For those unsubsidized consumers over 400 percent FPL, the federal decision to eliminate CSR subsidies significantly impacted premiums in silver tier exchange products and will likely continue to do so in 2019. The alternative products developed outside the exchange will also likely continue to mitigate the impact of this premium increase for unsubsidized consumers interested in enrolling in silver tier coverage.
California Policies to Strengthen the Individual Market
Without state or federal intervention, Covered California anticipates continued reductions in enrollment, increases in premiums, and growth in the rate of uninsured Californians beyond 2019.
Federal intervention to stabilize the individual market is unlikely, as outlined in the ITUP Blog, “Stabilizing the Individual Market after Federal Efforts Stall.” California lawmakers have taken some actions intended to stabilize enrollment, including ensuring Covered California consumers have an extended open enrollment period compared to the federal exchange shortened six-week period.
The March 2018 ITUP Blog outlines additional state market stabilization policies being considered in California including:
- State Funded Reinsurance or Invisible High-Risk Pool,
- State Mandate to Maintain Coverage,
- Protecting ACA Market Rules Against Federal Policy Changes, and
- State Subsidies to Address Affordability in the Individual Market.
Addressing the destabilizing impact of federal changes on California’s individual market falls to state lawmakers. California lawmakers have already introduced multiple bills to preserve the ACA market and stabilize the marketplace. (See ITUP blog on 2018 bills here.)

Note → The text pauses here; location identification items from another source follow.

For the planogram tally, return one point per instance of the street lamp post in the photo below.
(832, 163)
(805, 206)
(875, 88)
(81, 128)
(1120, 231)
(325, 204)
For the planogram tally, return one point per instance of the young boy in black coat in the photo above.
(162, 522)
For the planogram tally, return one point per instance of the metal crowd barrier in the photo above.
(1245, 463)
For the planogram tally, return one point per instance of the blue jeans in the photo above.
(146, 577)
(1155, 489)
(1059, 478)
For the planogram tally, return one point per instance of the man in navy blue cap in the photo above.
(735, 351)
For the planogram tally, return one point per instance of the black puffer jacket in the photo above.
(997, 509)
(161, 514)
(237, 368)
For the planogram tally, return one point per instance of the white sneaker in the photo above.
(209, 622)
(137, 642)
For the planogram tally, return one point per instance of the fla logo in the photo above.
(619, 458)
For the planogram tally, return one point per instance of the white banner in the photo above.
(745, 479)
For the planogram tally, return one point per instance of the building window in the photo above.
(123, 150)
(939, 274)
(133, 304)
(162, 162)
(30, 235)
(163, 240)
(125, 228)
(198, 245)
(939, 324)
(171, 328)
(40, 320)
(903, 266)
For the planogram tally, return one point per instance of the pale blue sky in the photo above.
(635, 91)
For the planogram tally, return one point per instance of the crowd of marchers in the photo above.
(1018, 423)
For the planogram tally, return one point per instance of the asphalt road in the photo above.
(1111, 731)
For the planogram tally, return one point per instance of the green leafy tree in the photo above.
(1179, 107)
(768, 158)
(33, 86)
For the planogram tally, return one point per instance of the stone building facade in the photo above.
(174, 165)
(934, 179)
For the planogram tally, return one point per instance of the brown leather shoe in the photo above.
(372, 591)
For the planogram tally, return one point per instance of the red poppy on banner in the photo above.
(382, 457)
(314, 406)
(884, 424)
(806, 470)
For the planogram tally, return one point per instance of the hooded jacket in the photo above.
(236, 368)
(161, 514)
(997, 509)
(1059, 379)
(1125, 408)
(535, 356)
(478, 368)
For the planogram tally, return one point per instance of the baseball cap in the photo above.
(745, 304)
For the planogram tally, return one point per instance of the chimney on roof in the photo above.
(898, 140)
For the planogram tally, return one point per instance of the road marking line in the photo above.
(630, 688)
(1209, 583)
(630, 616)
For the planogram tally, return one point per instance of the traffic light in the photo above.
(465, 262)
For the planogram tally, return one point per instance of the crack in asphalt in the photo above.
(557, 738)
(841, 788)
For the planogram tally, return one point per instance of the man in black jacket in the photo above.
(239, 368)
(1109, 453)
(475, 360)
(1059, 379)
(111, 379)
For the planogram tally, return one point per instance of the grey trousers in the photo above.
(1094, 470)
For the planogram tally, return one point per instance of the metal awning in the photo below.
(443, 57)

Without State Action the Uninsured Rate in California will Grow
In 2019, some Californians will choose to drop coverage because they no longer face a tax penalty. This exodus will cause premiums to rise, making coverage unaffordable for other Californians forced to drop coverage. According to an analysis prepared by PwC for the Covered California Board, between 500,000 and 1.2 million Californians will join the ranks of the uninsured in 2019 unless state lawmakers act to address the impact of federal policy changes. Action this year to mitigate these affects will be important to protect the gains California made in reducing the number of uninsured.
 Covered California, “Covered California Fiscal Year 2018-2019 Budget.”
 PwC, “Impact of Individual Mandate Penalty Elimination and Other Market Factors on Coverage Nationally and in California,” prepared for the Covered California Board, May 17, 2018.
 PwC, “Impact of Individual Mandate Penalty Elimination and Other Market Factors on Coverage Nationally and in California.”